THE ARCHITECTURE OF GRACE CHURCH
The present church, completed during the summer of 1965, replaced a smaller frame building that stood on the corner of 4th and Sprague from 1897 to 1964. The former church was built to reflect the centuries-old tradition of the liturgy as something performed by “professionals” – the clergy – alone. Laity were simply spectators.
The current church takes us back to the principles of early Christian worship, fully embracing an involved and participatory laity. It was designed by the firm of Durham, Anderson and Freed of Seattle, with input by Louis Kollmeyer, a professor of art at CWU., so as to allow the form of the church to be decided by the function of the liturgy that takes place within.

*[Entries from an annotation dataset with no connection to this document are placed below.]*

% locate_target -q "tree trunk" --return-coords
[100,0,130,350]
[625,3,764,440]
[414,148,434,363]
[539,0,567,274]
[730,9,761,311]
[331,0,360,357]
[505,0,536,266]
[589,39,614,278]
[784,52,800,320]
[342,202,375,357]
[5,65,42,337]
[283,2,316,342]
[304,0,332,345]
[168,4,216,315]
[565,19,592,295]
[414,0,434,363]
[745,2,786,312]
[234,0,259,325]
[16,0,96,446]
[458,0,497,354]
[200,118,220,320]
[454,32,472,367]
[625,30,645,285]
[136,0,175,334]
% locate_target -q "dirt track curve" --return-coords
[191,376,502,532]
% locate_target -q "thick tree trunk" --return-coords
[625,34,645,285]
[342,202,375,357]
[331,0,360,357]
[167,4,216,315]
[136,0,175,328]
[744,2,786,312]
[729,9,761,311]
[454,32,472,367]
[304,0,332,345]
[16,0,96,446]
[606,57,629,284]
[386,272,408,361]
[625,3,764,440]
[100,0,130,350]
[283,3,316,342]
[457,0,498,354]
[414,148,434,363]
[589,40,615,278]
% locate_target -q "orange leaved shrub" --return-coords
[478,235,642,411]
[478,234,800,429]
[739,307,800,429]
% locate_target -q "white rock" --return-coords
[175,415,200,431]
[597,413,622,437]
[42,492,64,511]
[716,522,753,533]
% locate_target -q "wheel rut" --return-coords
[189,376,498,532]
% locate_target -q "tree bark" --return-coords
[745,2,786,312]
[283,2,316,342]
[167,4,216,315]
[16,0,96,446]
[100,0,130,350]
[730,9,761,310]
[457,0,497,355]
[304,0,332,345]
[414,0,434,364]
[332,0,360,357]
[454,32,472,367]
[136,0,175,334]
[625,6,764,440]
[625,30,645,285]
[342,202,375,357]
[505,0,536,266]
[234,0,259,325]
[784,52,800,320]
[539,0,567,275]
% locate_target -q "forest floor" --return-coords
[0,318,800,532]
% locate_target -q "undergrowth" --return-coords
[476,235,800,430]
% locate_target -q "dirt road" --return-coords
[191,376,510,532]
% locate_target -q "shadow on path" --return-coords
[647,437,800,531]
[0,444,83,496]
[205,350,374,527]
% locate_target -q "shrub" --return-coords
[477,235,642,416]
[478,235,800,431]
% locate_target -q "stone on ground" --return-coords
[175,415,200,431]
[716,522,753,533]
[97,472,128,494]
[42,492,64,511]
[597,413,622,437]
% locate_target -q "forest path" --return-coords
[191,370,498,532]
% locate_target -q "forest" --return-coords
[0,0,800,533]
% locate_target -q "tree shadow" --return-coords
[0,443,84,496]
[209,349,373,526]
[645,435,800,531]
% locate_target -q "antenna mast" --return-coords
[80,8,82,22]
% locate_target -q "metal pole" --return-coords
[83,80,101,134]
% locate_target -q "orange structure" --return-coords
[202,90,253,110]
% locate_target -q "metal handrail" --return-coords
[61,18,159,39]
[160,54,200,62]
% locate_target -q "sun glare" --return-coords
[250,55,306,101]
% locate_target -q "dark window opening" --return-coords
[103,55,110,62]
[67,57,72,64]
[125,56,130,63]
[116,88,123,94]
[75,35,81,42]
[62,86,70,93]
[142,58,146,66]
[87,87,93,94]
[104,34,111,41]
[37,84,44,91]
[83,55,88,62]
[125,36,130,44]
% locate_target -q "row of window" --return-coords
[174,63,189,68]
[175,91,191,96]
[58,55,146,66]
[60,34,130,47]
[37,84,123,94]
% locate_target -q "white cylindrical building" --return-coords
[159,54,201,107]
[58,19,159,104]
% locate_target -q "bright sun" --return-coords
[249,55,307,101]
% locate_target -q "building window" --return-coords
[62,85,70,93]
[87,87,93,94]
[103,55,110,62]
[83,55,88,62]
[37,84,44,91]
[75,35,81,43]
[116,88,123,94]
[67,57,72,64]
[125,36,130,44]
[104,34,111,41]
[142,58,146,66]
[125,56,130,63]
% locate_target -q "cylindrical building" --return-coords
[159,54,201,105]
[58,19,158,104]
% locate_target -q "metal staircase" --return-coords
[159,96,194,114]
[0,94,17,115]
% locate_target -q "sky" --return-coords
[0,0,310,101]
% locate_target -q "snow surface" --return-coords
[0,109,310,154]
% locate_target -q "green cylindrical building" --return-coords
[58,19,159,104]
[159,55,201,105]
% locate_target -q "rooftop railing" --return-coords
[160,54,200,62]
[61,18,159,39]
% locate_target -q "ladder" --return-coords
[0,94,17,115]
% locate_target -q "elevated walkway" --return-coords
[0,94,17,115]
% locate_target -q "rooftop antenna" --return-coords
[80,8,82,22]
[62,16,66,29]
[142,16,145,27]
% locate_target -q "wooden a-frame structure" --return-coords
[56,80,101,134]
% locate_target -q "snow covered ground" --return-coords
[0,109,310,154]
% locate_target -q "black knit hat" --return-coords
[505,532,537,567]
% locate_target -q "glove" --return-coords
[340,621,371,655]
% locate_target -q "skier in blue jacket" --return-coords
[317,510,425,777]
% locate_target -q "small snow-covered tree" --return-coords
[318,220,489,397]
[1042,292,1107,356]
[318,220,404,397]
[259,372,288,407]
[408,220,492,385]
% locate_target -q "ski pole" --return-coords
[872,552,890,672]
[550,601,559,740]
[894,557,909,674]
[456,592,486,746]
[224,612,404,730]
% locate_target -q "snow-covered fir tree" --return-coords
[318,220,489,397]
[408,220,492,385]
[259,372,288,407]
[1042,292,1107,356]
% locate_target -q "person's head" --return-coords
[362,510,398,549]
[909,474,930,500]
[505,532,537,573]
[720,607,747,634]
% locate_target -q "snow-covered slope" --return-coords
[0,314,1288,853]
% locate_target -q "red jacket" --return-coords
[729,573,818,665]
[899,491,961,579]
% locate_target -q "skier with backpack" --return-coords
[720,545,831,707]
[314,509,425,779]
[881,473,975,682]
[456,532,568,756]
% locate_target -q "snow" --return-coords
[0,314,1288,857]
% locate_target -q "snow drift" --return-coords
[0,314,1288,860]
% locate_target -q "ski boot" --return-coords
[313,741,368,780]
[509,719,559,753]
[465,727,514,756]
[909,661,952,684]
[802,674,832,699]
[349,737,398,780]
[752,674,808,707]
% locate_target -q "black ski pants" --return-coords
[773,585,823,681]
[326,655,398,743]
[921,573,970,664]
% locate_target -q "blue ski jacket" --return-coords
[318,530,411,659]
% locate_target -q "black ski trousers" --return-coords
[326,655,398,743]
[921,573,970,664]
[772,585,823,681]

The pulpit and altar represent both the outward thrust and inward concern of the Christian community. The Christian family gathers around the altar for its “family meal”, the Eucharist. Both the pulpit and altar stand in relationship to the massive cross; neither dominate except when the liturgy action takes place at one or the other. The eagle lectern which serves as the pulpit and the priest’s kneeler were taken from the original church and are characteristic of the nineteenth century.
VESSELS AND VESTMENTS
Our sacramental vessels and vestments for worship are acquired through memorials to those who have gone before us in faith. We “worship the Lord in the beauty of holiness”, and so seek to make everything we use in worship reflect the highest possible craftsmanship and design. Unique works include a variety of handmade chasubles and stoles. The copper chalice and paten and the stand for the copper baptismal font were made by local artist Renee Adams.